Goal(s): Students will complete a variety of activities that demonstrate how weathering and erosion change the Earth’s surface.
Grade level(s): 4-5
Students will be able to identify and explain (in at least one way) how weathering and erosion changes the Earth’s surface.
15 rough, sandstone, limestone, or shale rocks (1 set X four groups)
Three 32 ounce plastic containers (1 set X four groups)
Three jars (1 set X four groups)
pen, paper, and masking tape, to label both the containers and the clear jars with A, B, C
small plastic trays (1 for each group)
magnifying glasses (2 for each group)
water (16 ounces per group)
Time Allotment: 1 class period, 15 minutes of prep time the day before
Vocabulary: weathering, erosion, sediment, environmental elements
What happened when the rocks were exposed to water?
What happened when the rocks were exposed to the water and the rigorous shaking?
Day before the lesson:
1) Each group of rocks will be equally separated into three piles. Rocks will be placed onto a sheet of paper labeled “A”, “B”, and “C”.
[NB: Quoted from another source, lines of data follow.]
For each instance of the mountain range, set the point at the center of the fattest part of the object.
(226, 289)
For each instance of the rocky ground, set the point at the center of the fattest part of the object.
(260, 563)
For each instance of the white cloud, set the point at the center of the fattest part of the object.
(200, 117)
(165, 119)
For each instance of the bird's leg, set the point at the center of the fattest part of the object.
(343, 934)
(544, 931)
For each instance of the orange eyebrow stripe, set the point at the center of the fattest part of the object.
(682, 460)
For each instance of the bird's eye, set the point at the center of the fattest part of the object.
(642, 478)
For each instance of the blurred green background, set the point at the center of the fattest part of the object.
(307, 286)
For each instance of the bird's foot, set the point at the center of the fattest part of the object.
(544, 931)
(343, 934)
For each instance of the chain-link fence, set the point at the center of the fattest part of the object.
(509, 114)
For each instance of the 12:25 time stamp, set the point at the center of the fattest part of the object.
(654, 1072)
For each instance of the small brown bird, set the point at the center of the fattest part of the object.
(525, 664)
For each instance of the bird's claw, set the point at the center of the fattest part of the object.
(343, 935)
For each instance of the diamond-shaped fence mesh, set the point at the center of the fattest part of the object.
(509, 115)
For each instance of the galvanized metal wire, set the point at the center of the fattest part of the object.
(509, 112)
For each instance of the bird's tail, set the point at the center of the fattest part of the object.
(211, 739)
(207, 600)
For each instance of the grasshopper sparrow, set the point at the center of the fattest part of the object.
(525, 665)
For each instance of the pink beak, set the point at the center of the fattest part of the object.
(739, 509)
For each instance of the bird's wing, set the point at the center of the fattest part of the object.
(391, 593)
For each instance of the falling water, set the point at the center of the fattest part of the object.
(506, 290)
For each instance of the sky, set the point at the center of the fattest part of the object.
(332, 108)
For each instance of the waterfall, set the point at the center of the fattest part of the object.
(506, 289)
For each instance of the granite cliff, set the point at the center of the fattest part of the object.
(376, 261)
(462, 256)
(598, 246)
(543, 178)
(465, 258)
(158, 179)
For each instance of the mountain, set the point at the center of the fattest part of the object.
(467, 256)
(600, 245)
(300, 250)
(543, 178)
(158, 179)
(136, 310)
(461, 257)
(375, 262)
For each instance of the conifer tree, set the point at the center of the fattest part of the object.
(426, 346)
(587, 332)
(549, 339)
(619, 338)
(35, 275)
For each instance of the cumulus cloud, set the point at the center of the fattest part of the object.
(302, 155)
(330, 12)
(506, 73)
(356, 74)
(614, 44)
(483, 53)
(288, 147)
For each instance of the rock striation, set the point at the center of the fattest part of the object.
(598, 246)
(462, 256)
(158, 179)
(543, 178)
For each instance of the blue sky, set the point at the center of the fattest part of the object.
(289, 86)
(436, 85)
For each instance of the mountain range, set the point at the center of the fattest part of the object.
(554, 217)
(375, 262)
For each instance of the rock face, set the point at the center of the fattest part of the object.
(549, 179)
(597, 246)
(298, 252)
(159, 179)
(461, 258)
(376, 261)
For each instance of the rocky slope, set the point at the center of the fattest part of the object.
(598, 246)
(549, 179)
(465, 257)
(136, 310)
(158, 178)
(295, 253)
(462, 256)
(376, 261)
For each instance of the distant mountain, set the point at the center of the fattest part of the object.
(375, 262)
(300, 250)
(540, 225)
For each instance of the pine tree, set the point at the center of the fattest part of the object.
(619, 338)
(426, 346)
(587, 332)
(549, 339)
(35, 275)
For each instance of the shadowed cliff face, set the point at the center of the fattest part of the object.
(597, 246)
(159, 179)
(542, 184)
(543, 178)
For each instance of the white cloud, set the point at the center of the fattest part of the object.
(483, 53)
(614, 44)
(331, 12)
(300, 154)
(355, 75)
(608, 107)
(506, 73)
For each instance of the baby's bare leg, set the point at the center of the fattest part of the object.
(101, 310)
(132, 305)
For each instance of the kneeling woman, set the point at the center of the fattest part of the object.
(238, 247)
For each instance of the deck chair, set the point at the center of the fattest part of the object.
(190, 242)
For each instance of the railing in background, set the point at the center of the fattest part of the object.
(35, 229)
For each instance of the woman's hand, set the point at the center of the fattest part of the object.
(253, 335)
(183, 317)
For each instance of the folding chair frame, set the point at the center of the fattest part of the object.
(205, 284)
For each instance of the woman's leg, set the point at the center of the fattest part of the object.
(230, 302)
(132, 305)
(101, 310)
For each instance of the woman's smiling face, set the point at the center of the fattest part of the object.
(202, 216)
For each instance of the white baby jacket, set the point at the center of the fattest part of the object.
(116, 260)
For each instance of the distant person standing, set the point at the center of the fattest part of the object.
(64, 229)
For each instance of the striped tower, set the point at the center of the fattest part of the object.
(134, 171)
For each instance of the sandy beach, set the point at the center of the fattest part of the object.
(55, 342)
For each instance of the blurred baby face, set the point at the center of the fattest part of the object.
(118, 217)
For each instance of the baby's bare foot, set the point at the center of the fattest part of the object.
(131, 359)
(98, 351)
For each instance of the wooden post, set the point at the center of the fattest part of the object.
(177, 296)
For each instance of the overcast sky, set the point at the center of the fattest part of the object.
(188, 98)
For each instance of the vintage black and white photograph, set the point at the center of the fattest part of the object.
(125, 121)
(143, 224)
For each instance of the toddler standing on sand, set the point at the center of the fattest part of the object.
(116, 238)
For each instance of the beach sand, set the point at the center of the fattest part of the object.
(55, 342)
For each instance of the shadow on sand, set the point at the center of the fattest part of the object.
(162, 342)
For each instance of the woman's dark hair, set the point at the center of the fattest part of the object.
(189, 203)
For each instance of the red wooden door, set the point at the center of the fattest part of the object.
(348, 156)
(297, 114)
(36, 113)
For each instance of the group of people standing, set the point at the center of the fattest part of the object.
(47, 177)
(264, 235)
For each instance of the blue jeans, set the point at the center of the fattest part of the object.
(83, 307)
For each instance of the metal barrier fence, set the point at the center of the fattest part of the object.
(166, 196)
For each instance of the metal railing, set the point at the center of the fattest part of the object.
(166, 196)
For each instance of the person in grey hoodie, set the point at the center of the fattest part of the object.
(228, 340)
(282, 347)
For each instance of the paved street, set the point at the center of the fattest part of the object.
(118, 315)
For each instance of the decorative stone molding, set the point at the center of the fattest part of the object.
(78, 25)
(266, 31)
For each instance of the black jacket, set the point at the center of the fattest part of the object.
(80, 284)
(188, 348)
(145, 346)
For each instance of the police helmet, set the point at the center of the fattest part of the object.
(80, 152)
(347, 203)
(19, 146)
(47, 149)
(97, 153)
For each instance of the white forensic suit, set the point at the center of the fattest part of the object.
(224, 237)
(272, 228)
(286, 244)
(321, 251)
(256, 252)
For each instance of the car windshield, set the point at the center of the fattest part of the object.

2) Each container and jar will be labeled “A”, “B”, and “C”.
3) Stones from pile “A” will be placed into container “A ” and filled half way with water. The same will be done to piles “B” and “C”.
4) Students will record their observations in their science journals.
5) The stones will be left to sit in the water overnight.
Anticipatory Set: The lesson will begin with students being told the objective. They will be asked to recall the preparation we performed for today’s lesson. Students will be asked to think about what covers the Earth’s surface and the different ways that the surface can change. Answers will be given and written on the board.
Direct Instruction/Guided Practice: Students will be shown an interactive demonstration of how weathering and erosion occur (http://www.learner.org/interactives/rockcycle/change3.html). Vocabulary paired with pictures will be introduced. Students will be asked why it would be difficult for us to observe weathering and erosion if we went outdoors. They will be told that we can get an idea of how weathering occurs on the Earth’s surface by conducting an experiment using rocks and water. Students will be told to observe the containers after they have sat in water overnight and record their observations in their science journals. Students will be asked if they notice any difference in the containers from the previous day. Observations will be discussed.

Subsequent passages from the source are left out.